5

I'm concerned with the design of an adaptive jitter buffer that increases and decreases capacity with increases and decreases in the jitter calculation.

I see no reason to make any adjustments to latency or capacity unless there is a buffer underrun which might then be followed by a burst of incoming packets that exceeds capacity (assuming buffer capacity equals buffer depth/latency in the first place). As an example, if I'm receiving 20ms packets, I might well implement a buffer that is 100ms deep and therefore has capacity for 5 packets. If 160ms passes between packets, then I might be expecting to see as many as 8 packets come in nearly all at once. I have two choices at this point:

  1. drop three of the packets according to the rules of overflow
  2. drop no packets and increase buffer capacity as well as latency

Assume choice 2 and that network conditions improve and packet delivery becomes regular again (the jitter value drops). Now what? Again, I think I have two choices:

  1. do nothing and live with the increased latency
  2. reduce latency (and capacity)

With an adaptive buffer, I think I'm supposed to make choice 4, but that doesn't seem right because it requires that I artificially/arbitrarily drop packets of audio that were specifically saved when I took choice 2 upon encountering the greater jitter in the first place.

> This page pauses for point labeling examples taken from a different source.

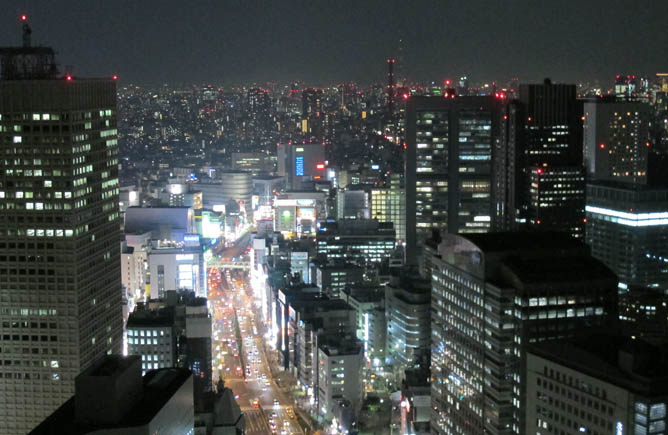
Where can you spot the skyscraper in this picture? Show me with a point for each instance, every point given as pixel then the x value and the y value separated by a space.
pixel 492 295
pixel 449 148
pixel 549 172
pixel 60 278
pixel 627 229
pixel 616 140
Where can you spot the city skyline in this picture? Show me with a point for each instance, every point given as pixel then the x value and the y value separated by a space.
pixel 321 43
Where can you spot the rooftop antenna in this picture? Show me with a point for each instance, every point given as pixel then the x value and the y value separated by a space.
pixel 27 31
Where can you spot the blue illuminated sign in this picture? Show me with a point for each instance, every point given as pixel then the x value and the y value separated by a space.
pixel 299 166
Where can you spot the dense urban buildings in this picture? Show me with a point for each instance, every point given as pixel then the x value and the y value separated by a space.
pixel 492 295
pixel 599 384
pixel 446 251
pixel 60 285
pixel 450 145
pixel 112 396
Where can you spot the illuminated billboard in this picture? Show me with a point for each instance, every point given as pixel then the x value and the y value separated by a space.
pixel 299 166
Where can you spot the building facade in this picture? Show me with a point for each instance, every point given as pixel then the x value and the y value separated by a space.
pixel 543 160
pixel 449 147
pixel 599 385
pixel 60 277
pixel 616 140
pixel 492 294
pixel 408 315
pixel 627 229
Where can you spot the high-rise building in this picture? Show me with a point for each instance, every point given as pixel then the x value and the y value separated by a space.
pixel 604 384
pixel 541 161
pixel 301 163
pixel 388 204
pixel 449 147
pixel 258 105
pixel 152 336
pixel 616 140
pixel 60 278
pixel 113 397
pixel 627 229
pixel 365 242
pixel 407 311
pixel 493 294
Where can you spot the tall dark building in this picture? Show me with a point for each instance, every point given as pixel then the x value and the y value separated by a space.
pixel 544 160
pixel 450 145
pixel 627 229
pixel 617 140
pixel 60 278
pixel 312 113
pixel 258 103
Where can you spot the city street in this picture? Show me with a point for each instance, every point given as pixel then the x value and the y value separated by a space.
pixel 240 361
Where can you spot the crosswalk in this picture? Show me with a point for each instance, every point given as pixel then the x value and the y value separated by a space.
pixel 256 422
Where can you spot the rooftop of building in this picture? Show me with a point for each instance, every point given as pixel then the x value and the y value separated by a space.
pixel 144 317
pixel 159 386
pixel 365 293
pixel 524 241
pixel 320 305
pixel 341 346
pixel 632 364
pixel 529 271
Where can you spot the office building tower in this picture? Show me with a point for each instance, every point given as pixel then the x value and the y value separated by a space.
pixel 152 336
pixel 407 310
pixel 616 140
pixel 631 88
pixel 643 312
pixel 255 163
pixel 368 301
pixel 60 277
pixel 313 117
pixel 301 164
pixel 493 294
pixel 176 266
pixel 627 229
pixel 258 106
pixel 364 242
pixel 113 397
pixel 603 384
pixel 338 373
pixel 450 144
pixel 333 277
pixel 543 160
pixel 388 204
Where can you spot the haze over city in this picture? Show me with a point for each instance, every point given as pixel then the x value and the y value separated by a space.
pixel 355 218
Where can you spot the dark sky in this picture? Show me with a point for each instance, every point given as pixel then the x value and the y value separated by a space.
pixel 331 41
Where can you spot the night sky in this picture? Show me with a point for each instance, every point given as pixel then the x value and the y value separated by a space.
pixel 331 41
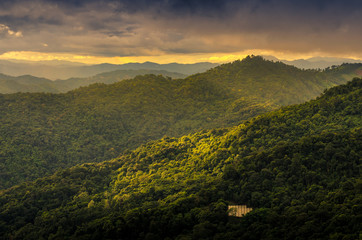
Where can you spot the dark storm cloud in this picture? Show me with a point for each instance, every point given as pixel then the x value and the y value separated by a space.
pixel 136 27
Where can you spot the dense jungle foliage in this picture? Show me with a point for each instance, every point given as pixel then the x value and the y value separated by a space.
pixel 43 132
pixel 298 168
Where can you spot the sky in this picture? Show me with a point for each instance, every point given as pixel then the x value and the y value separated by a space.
pixel 184 31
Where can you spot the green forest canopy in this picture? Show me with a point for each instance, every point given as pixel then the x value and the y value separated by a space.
pixel 43 132
pixel 298 168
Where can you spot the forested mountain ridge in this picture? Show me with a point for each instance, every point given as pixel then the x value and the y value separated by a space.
pixel 42 132
pixel 276 81
pixel 28 83
pixel 64 70
pixel 297 167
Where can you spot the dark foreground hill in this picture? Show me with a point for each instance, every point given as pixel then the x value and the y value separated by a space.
pixel 42 132
pixel 297 167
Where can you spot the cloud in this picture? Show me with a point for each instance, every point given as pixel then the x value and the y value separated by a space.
pixel 140 27
pixel 6 31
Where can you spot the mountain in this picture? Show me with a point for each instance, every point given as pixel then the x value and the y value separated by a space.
pixel 43 132
pixel 63 70
pixel 316 62
pixel 28 83
pixel 298 168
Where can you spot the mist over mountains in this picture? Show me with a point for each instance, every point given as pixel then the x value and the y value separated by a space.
pixel 63 70
pixel 42 132
pixel 298 167
pixel 315 62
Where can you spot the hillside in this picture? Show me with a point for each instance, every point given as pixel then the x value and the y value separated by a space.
pixel 28 83
pixel 40 133
pixel 63 70
pixel 297 167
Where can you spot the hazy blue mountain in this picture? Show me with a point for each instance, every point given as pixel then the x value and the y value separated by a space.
pixel 298 168
pixel 28 83
pixel 42 132
pixel 63 70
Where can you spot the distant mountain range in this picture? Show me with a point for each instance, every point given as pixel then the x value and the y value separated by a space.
pixel 42 132
pixel 298 168
pixel 28 83
pixel 315 62
pixel 63 70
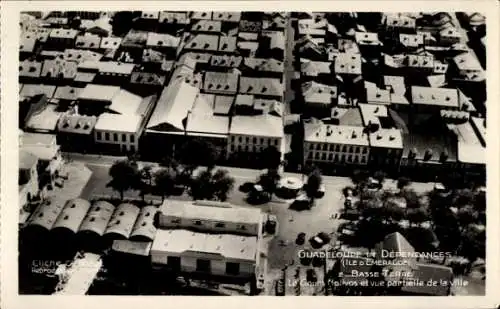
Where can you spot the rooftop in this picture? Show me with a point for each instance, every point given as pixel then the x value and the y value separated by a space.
pixel 226 245
pixel 444 97
pixel 263 86
pixel 322 133
pixel 221 82
pixel 73 123
pixel 348 63
pixel 173 106
pixel 162 40
pixel 260 125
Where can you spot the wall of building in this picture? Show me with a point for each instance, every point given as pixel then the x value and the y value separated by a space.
pixel 127 141
pixel 209 225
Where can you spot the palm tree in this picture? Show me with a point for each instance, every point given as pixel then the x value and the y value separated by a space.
pixel 164 182
pixel 124 176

It seems to me that the correct course of action is to initially take choice #1 to maintain latency while dropping packets, if necessary, that are delivered late due to increased jitter.

A similar scenario might be that instead of getting a burst of 8 packets after the 160ms gap, I only get 5 (perhaps 3 packets were just lost). In that case, having increased the buffer capacity doesn't do much of any good but does serve to reduce the potential of overflow later on. But if the idea of overflow is something to be avoided (from the network side), then I would simply make buffer capacity some fixed amount greater than the configured 'depth/latency' in the first place. In other words, if overflow is not something caused by the local application failing to get packets out of the buffer in a timely manner, then overflow can only happen for two reasons: either the sender lies and sends packets at a faster rate than agreed upon (or sends packets from the future), or, there is a gap between packet bursts that exceeds my buffer depth.

Clearly, the whole point of the 'adaptive' buffer would be to recognize the latter condition, increase buffer capacity, and avoid dropping any packets. But that brings me right to the stated problem: how do I 'adapt' back to the ideal settings when network jitter clears up while still enforcing the same 'drop no packets' philosophy?

Thoughts?

alpartis
  • 1,086
  • 14
  • 29
  • Check the jitter buffer implemented in asterisk project: http://www.voip-info.org/wiki/view/Asterisk+new+jitterbuffer. It is adaptive. – ItsMe May 05 '15 at 21:37

1 Answers1

1

With companding. When jitter clears up, you merge packets and 'accelerate' the buffer. Merge offcourse will need appropriate handling, but the idea is to pop 2 20ms packets from ajb and creating a 30ms packet. you keep doing this until your buffer levels are normal.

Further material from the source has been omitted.